(Photo courtesy of iGuestPost). “Typewriter with sheet of paper that says ‘Artifical Intelligence’.”
In recent years, the phrases “AI” and “Chat GPT” have instilled fear in Americans, and advancements in AI have brought up the famous question: Will robots take over? Realistically, there are current limitations on AI and computing systems that make it so AI, or robots, don’t have enough battery power and computing systems required for AI-driven robots to take over the world. AI only has enough power and information that humans are willing to feed it.
Dr. Holly Yanco, a robotics professor at UMass Lowell, said that if AI systems could explain the reasoning behind their actions, it would make AI seem less threatening to the public. AI systems are getting to a point where they need to explain their output because they are running into copyright conflicts. Not only do students use AI systems like Chat GPT that output copyrighted work, but in the case of comedian and author Sarah Silverman, Silverman claims that OpenAI took her work to write jokes based on work she had already published. According to Yanco, humans would benefit from “having AI systems that are at least aware of where they are pulling their information from” instead of spewing out the closest match to imputed words, phrases or questions.”
Aside from running into copyright issues, Yanco pointed out that using AI as a student only leads to sabotaging oneself. “Having Chat GPT write a student’s paper – Is that dangerous? No. Is it bad for the student? Probably. Nevertheless, people have always cheated as long as there has been education,” Yanco said. Whether it be Chat GPT, surfing the internet or passing notes, cheating is not caused by AI. Although, when students cheat using AI, it will only sometimes be accurate, so students run the double risk of cheating themselves out of knowledge and the correct answer.

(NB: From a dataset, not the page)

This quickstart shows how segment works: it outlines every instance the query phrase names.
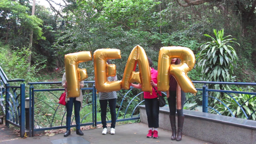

On the high school level, some schools have blocked generative AI altogether. According to the Brookings Institution, two of the largest school districts in the United States, “New York City Public Schools and Los Angeles Unified—blocked access to ChatGPT from school Wi-Fi networks and devices.” The issue with blocking Chat GPT at school is that students can still access it at home. Thus, the question is no longer “Will AI systems take over the world?”; it is “How can humans use Chat GPT to their advantage rather than robbing themselves of their education?”. Brookings suggests that “concerns about ChatGPT-enabled cheating might instead point to a need for changing how teachers assess students.”
As a professor, Yanco claimed that AI could be helpful to her if it is “very constrained and the speech recognition application is better.” Yanco finds that AI would be more helpful to her as a personal assistant, answering emails and texts for her that only require short answers. She also wishes that voice recognition was better so that on her commute to and from work, she could use this time productively with AI to sift through and answer emails and texts. However, when it comes to teaching and meeting with students, “there is not much that replaces the in-person meeting with students as a faculty member,” says Yanco. She found that online learning during the pandemic was necessary, but in-person learning is preferred in the long run.
Although AI may threaten the way that students learn, it calls into question the way that material is taught in school. Students cheat in any form because they feel the pressure of attaining specific grades, or maybe even have no interest in the subject and are just looking to pass the class. Either way, AI is not going anywhere, so rather than ridding the school system of and fearing AI, educating students on efficient uses and the dangers of AI would lead to a more productive outcome.